В этом же году Чайковский напишет Романс, Концерт для фортепиано с оркестром №1 и симфоническую поэму «Фатум». И всех этих произведениях зашифрует одно имя. Дезире. Желанная.

Ей было тридцать лет. Примадонна итальянской оперы, дочь валторниста Парижской оперы Арто и ученица Полины Виардо. Некрасива, полна, с каким-то красным телом и лицом, увешана драгоценностями, но блестяще остроумна, находчива и самоуверенна в разговоре.  Прием, оказанный ей в России, её поразил ее, как часто у её ног, оказывались московские купцы и музыканты.  Чайковский после утренних уроков в консерватории и репетиций спешит в Большой театр, где выступает Дезире Арто. Как актрисе ей не равных, репертуар- дрянь, но как она двигается, как поёт… Чайковский, пожалуй, в первый раз чувствует  какое-то волнение.

Он не стремится остаться с ней вдвоем, а если уж так получается, то говорит о музыке, о театре, о загранице. Он никогда не встречал таких женщин. В её повадках, в голосе, в чуткости сквозит что-то мужское. Она просит Чайковского аранжировать для нее «Черное домино» Обера, он сразу же соглашается. Посвящает ей не арию, а романс для фортепиано. Она слушает его с нескрываемым удовольствием. Чайковский в смятении,  избегает ее, а затем, с букетом цветов, в цилиндре, в белых перчатках, едет объясняться.

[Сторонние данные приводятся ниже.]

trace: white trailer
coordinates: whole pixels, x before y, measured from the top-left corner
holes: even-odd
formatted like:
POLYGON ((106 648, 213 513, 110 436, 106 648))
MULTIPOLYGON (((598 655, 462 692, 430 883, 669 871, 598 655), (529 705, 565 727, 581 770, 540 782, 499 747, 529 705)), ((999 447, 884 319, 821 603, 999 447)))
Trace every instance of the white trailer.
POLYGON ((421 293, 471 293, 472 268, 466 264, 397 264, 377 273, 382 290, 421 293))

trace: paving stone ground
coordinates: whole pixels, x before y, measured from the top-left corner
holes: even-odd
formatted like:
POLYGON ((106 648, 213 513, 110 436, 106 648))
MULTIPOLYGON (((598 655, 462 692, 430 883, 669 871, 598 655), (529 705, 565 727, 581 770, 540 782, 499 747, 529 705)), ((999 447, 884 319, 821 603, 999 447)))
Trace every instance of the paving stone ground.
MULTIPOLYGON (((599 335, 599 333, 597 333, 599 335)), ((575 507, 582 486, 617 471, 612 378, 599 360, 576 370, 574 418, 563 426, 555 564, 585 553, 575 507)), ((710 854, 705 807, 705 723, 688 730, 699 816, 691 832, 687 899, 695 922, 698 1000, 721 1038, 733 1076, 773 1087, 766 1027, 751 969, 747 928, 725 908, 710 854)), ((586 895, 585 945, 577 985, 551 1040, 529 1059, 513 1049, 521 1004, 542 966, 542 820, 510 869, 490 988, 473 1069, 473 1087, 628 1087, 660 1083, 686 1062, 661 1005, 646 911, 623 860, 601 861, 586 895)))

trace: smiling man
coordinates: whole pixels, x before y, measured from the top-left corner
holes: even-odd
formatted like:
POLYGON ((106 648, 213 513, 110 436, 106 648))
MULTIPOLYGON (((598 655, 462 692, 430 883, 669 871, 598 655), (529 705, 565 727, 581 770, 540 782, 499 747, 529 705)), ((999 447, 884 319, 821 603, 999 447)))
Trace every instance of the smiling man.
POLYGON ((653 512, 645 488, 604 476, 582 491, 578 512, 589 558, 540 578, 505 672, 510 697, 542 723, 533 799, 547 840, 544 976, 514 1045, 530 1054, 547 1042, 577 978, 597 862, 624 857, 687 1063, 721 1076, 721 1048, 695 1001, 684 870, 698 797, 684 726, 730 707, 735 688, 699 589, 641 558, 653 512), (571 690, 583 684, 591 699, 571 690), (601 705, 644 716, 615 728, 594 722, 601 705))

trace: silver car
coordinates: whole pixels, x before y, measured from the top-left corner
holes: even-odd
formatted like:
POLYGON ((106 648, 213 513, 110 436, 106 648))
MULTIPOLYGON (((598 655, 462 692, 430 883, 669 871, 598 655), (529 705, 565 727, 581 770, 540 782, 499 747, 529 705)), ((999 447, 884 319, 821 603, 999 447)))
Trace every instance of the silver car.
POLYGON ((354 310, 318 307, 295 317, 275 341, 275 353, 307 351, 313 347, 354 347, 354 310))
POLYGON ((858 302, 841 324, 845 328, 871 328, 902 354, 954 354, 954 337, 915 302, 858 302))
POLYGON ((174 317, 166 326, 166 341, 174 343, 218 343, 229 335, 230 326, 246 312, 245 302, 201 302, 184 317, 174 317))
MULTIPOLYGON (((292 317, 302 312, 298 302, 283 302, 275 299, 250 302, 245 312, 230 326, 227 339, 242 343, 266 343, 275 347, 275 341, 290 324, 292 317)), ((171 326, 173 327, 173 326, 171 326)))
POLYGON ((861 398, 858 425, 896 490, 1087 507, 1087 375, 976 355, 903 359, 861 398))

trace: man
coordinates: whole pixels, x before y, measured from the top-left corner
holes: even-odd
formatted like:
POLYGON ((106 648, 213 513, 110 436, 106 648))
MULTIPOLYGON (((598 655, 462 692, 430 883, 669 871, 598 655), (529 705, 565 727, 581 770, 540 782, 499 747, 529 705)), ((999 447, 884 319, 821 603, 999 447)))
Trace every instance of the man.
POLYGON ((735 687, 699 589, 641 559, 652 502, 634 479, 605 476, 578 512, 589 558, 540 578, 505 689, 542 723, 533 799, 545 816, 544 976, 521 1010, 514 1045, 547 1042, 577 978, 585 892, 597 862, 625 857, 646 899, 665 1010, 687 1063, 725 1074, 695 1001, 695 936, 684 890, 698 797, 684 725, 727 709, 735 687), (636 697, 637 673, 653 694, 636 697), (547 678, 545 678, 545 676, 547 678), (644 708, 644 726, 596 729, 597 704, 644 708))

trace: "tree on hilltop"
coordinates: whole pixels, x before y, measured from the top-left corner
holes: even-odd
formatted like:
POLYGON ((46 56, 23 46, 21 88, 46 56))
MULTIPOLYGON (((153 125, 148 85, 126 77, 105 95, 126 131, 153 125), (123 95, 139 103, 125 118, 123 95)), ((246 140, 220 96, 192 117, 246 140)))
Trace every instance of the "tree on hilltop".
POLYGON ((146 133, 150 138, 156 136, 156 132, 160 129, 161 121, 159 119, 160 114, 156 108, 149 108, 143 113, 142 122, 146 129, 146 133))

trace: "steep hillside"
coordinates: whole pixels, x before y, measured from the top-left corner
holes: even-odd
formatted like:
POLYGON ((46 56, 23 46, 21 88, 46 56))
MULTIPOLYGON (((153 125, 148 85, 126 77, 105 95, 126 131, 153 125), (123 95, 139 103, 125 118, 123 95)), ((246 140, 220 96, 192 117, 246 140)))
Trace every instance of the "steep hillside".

Дезире Арто — необыкновенная женщина, ей  хочется предаться, уже без возврата. Все его приятели женились и были счастливы, а у него совершенно полная гармония: музыка, общие взгляды, небывалое понимание. Это и есть счастье, обрести покой и остановить все эти позорные слухи, бегущие о нем по Москве.

Из письма Чайковского:
«Милый, дорогой мой папочка! Так как до вас, конечно, доходили слухи о моей женитьбе и вам, быть может, неприятно, что я сам о ней ничего вам не писал, то я вам сейчас объясню в чем дело. Мы воспламенились друг к другу весьма нежными чувствами и взаимные признания немедленно засим воспоследовали. Само собой, что тут возник вопрос о законном браке, которого мы оба с ней весьма желаем и который должен совершиться летом, если ничто этому не помешает. я привязался к ней всеми силами души, и мне, кажется, невозможно прожить без нее. Но, я, со своей стороны, колеблюсь пожертвовать для нее своей будущностью, ибо не подлежит сомнению, что я лишусь возможности идти вперед по своей дороге, если слепо последую за ней».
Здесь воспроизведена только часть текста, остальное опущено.